China's share of the world economy and energy

We’ve stated many times we don’t believe the Chinese economy is a bubble, but that does not mean a significant slowdown wouldn’t affect the global economy, especially natural resources. This is because China’s economic transformation over the past few decades has cast the country into the forefront of demand. PIRA Energy Group says that, in 1990, China’s share of oil and GDP was less than 5 percent; its share of world energy was just under 10 percent. Since then, China’s share of energy, GDP and oil has risen dramatically, with each expected to be approximately 28 percent, 21 percent and 16 percent, respectively, by 2025.

Despite the moonshot trajectory of China’s 20-year growth, Bernstein Research says the country still has a lot of catching up to do to reach the level of the developed world. Take oil consumption, for example, where China’s consumption of 2.5 barrels per capita in 2010 is still very low compared with the 22.1 barrels per capita that the U.S. consumed. Bernstein estimates the growth in consumption will increase to 3.6 barrels per capita in 2020, this amount is only a fraction of the consumption in the U.S. and half of Europe’s.

China's per capita oil consumption low compared to developed countries

Looking out over the next five years, a portion of China’s oil demand will come from transportation fuels.

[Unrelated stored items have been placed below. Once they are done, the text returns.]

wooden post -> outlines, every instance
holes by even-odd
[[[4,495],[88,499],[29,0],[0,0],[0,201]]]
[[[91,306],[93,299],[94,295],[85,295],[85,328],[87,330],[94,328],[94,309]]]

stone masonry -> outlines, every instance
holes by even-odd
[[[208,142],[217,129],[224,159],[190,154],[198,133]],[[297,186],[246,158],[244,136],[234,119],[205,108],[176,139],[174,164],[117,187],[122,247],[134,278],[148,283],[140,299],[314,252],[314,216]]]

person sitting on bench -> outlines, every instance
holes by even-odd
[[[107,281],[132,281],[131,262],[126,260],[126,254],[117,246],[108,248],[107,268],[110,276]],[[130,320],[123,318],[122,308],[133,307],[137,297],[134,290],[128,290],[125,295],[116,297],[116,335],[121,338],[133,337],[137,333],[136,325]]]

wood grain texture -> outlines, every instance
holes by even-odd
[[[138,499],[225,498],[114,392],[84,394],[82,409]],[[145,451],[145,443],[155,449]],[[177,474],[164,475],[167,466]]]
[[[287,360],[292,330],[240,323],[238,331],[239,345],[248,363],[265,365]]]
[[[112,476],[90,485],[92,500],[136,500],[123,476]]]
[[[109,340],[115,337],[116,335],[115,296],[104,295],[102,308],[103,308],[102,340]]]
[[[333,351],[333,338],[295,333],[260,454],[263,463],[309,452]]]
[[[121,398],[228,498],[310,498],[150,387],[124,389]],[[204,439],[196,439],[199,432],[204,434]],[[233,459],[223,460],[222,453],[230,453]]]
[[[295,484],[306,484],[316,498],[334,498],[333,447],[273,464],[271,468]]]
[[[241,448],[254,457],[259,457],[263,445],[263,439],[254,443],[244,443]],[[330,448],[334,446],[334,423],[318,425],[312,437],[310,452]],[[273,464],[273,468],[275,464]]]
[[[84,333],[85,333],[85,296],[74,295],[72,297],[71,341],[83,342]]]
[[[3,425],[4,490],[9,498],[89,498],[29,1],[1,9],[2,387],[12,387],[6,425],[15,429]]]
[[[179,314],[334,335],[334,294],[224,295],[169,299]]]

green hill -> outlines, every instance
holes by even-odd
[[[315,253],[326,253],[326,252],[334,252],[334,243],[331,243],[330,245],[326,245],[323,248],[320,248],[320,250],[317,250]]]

Bernstein thinks the country is at an “inflexion point” and the demand for cars and the fuels necessary to make them go should grow “more quickly than GDP.” During the last 10 years, the number of vehicles has grown at an annual rate of 17 percent, and since 2007, more new vehicles are on the roads than “put on to the roads over the [previous] 30 years,” states Bernstein.

The number of vehicles in China is Growing Rapidly

Although car sales have slowed in recent months because of the government’s monetary tightening policies and the ending of a stimulus program for car buyers, the long-term desire for auto-mobility remains. Bernstein expects the number of vehicles to double in China, from 78 million to 155 million units over the next five years.

While demand in China plays catch-up to the developed world, developed world companies are tapping this resource to find growth. These are companies such as Caterpillar, which reported a “record-breaking third quarter” this week, with sales and revenues increasing in every part of the world. Most notably, the industrial bellwether saw a 38-percent jump in sales and revenues in the Asia-Pacific region.

During the company’s conference call, CEO Doug Oberhelman said that he supported the actions taken by the Chinese authorities to slow its economy. In his view, this was “the best thing that could have happened to the construction equipment industry.” He thought China was previously growing at an unsustainable pace, and now this slowdown is “extremely healthy” in the long-term, he added.

Health can be a relative term when comparing equities. Right now, China appears to be a “healthy” place to invest compared to U.S. stocks. Bloomberg data shows that companies in the MSCI China Index had a higher revenue per share, a higher earnings per share, a higher dividend yield and a lower price-to-earnings ratio than the stocks in the S&P 500 Index.

China’s economy is expected to grow by 9.1 percent this year and 8.4 percent next year, according to Barclays Capital. This is quite significant when you consider that the global economy is anticipated to grow at a much slower pace of 3.7 percent in 2011 and 2012. While our investment team continues to closely monitor China’s economic health, it appears that the companies in the country still have some room to grow.